I have a table called data in mysql database. The table is quite large and has about 500k records and this number will grow up to 1 million. Each record consists of about 50 columns and most of them contain varchars.

The data table is being used very frequently. Actually, most queries access this table. The data is being read from and written to it by ~50 users simultaneously. The system is highly loaded with the users uploading and checking their data so it can be stopped maximum for an hour or two.

After some research. I found out that almost all the select queries that have 'where' clause use one of four fields in the table. That fields are: isActive, country, state, city - all are in the int format. The where can be either

    where isActive = {0|1}

or

    where isActive = {0|1} and {country|state|city} = {someIntValue}

or

    where {country|state|city} = {someIntValue}

And the last thing is that the table does not have any indexes except for the primary id one.

After the table has grown to current sizes i faced some performance issues.

So, my question is if i create the indexes on the columns isActive, country, state and city will the performance increase?

UPD: I've just created an index on one of that fields and WOW! the queries are being executed immediately. Thank you, guys.

kbeat
  • 149
  • 1
  • 12
  • 1
    Yes it will - just try it - you don't lose any data. You could use tinyint when just using values 0 or 1. – bestprogrammerintheworld Jun 06 '13 at 19:08
  • is it a complex single index for all that fields or separate ones for each field? as i've understood, creating index will cause table recreation and i don't want to risk. – kbeat Jun 06 '13 at 19:11
  • 1
    Table recreation? Creating or deleting an index will not affect any of the data, or the table itself. – PeteGO Jun 06 '13 at 19:15
  • To answer your question we need the current and target cardinality of each of the 4 columns. (total distinct / total rows, now and an estimation of what you think it will be when the table will have 1M records). – Sebas Jun 06 '13 at 19:26
  • Do you have queries which check all 3 (or 4) columns, like: `where (country = X and state = Y and city = Z)` ? – ypercubeᵀᴹ Jun 06 '13 at 19:39
  • No, i've eliminated all such queries on the language level – kbeat Jun 06 '13 at 19:40
  • BTW, creating index really causes the table recreation so i had about 10 insert and update request being locked while the index was being created – kbeat Jun 06 '13 at 19:41
  • With your current "solution" you are rolling a dice. I suggest you extract the data I asked for so we can provide a correct assessment. – Sebas Jun 06 '13 at 19:42
  • It would also help if you added the output of `SHOW CREATE TABLE tablename;` in the question. – ypercubeᵀᴹ Jun 06 '13 at 19:43

3 Answers3

2

I don't think it's a good idea to index the isActive field because it'll cause the indexing overhead when adding/updating/deleting, but it'll only split data in two chunks (1 and 0) when reading so it'll not really help.

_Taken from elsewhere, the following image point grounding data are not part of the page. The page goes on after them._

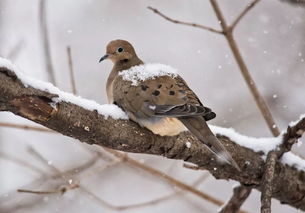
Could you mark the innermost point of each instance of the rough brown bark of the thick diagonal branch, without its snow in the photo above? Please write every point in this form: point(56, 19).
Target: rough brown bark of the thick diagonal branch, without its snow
point(90, 127)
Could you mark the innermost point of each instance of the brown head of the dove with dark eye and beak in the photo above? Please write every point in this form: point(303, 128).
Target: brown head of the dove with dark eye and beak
point(119, 51)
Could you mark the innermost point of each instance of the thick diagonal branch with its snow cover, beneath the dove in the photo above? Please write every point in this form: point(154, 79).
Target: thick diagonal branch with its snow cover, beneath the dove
point(108, 126)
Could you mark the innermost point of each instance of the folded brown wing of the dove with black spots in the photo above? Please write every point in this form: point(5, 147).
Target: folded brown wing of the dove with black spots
point(163, 96)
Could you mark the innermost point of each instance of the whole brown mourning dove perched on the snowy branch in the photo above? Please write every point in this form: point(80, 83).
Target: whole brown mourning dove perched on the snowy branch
point(163, 103)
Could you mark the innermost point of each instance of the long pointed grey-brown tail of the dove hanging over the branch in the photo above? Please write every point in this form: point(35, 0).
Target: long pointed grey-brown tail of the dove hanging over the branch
point(199, 127)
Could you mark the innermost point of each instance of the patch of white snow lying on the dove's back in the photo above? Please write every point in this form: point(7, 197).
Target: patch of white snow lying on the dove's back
point(144, 72)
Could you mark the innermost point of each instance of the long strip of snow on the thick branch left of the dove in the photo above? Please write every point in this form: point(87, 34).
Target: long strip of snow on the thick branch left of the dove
point(106, 109)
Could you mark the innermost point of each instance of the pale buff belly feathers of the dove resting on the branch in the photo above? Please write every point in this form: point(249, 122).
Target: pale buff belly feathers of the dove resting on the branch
point(163, 126)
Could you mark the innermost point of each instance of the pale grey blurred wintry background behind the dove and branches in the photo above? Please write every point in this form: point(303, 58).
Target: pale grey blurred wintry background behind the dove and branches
point(271, 39)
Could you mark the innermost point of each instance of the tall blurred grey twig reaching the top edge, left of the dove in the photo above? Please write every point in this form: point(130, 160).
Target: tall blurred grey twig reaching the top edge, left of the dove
point(46, 41)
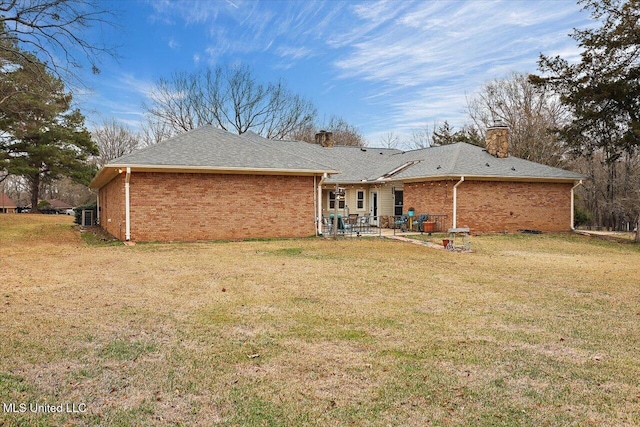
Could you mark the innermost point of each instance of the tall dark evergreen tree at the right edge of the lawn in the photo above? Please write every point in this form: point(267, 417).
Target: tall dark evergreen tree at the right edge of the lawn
point(602, 91)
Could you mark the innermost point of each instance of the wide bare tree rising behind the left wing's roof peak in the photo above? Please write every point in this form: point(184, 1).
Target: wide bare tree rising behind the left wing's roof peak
point(230, 98)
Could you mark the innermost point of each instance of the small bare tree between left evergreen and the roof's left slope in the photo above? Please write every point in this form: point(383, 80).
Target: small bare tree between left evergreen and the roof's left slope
point(114, 140)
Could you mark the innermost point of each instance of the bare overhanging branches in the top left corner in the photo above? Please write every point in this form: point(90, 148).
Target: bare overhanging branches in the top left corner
point(56, 32)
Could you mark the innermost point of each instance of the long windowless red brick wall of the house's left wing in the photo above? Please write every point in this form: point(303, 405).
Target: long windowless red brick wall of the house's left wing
point(190, 207)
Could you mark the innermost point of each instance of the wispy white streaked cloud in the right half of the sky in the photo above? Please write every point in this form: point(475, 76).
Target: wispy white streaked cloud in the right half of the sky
point(425, 59)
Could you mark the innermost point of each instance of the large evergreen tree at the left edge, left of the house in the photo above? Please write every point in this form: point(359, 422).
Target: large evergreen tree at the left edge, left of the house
point(41, 138)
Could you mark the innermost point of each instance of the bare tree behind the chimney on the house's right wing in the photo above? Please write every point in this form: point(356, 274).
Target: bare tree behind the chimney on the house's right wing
point(531, 114)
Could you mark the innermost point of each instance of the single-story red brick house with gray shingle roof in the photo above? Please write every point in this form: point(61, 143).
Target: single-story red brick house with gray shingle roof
point(208, 184)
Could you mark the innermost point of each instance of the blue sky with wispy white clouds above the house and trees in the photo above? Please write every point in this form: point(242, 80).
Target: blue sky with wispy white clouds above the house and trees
point(382, 66)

Edit: found this to explain the point above: Is there any performance gain in indexing a boolean field?

For the other tree columns, I recommend you to do a benchmark when most user are offline (in the night, or lunch time) and see how it affect performance, but I think it'll really help without many downsides.

Edit: ypercube has signaled some interesting use cases where my answer about indexing boolean field isn't relevant, check comments.

Community
  • 1
  • 1
Atrakeur
  • 4,126
  • 3
  • 17
  • 22
  • 2
    It may be helpful to index the `isActive` as well. If there is imbalance and say, only 1% have `isActive=1`, then queries with this condition would use the index and probably be more efficient than with a full table scan. – ypercubeᵀᴹ Jun 06 '13 at 19:41
  • The index would also be useful for queries of the type `WHERE isActive=X ... LIMIT (Y)` where `X` can be either 0 or 1 and `Y` not huge. – ypercubeᵀᴹ Jun 06 '13 at 19:56
  • After all the data is loaded the field `isActive` will become unuseful due to the business logic. – kbeat Jun 06 '13 at 20:03
1

Yes creating an index on each of these columns will help you.

Consider and underline the word each. A separate index for each one is what I suggest. The reason being coexistence of different combinations of the columns.

RGV
  • 732
  • 3
  • 10
1

Yes, definately. you may see even better results if you include selected additional fields to each index too. Just take careful notice of the column order... But before all else, make sure you dont use myisam engine for a big table with many writes! Switch to innodb for example.

Mattias Åslund
  • 3,877
  • 2
  • 18
  • 17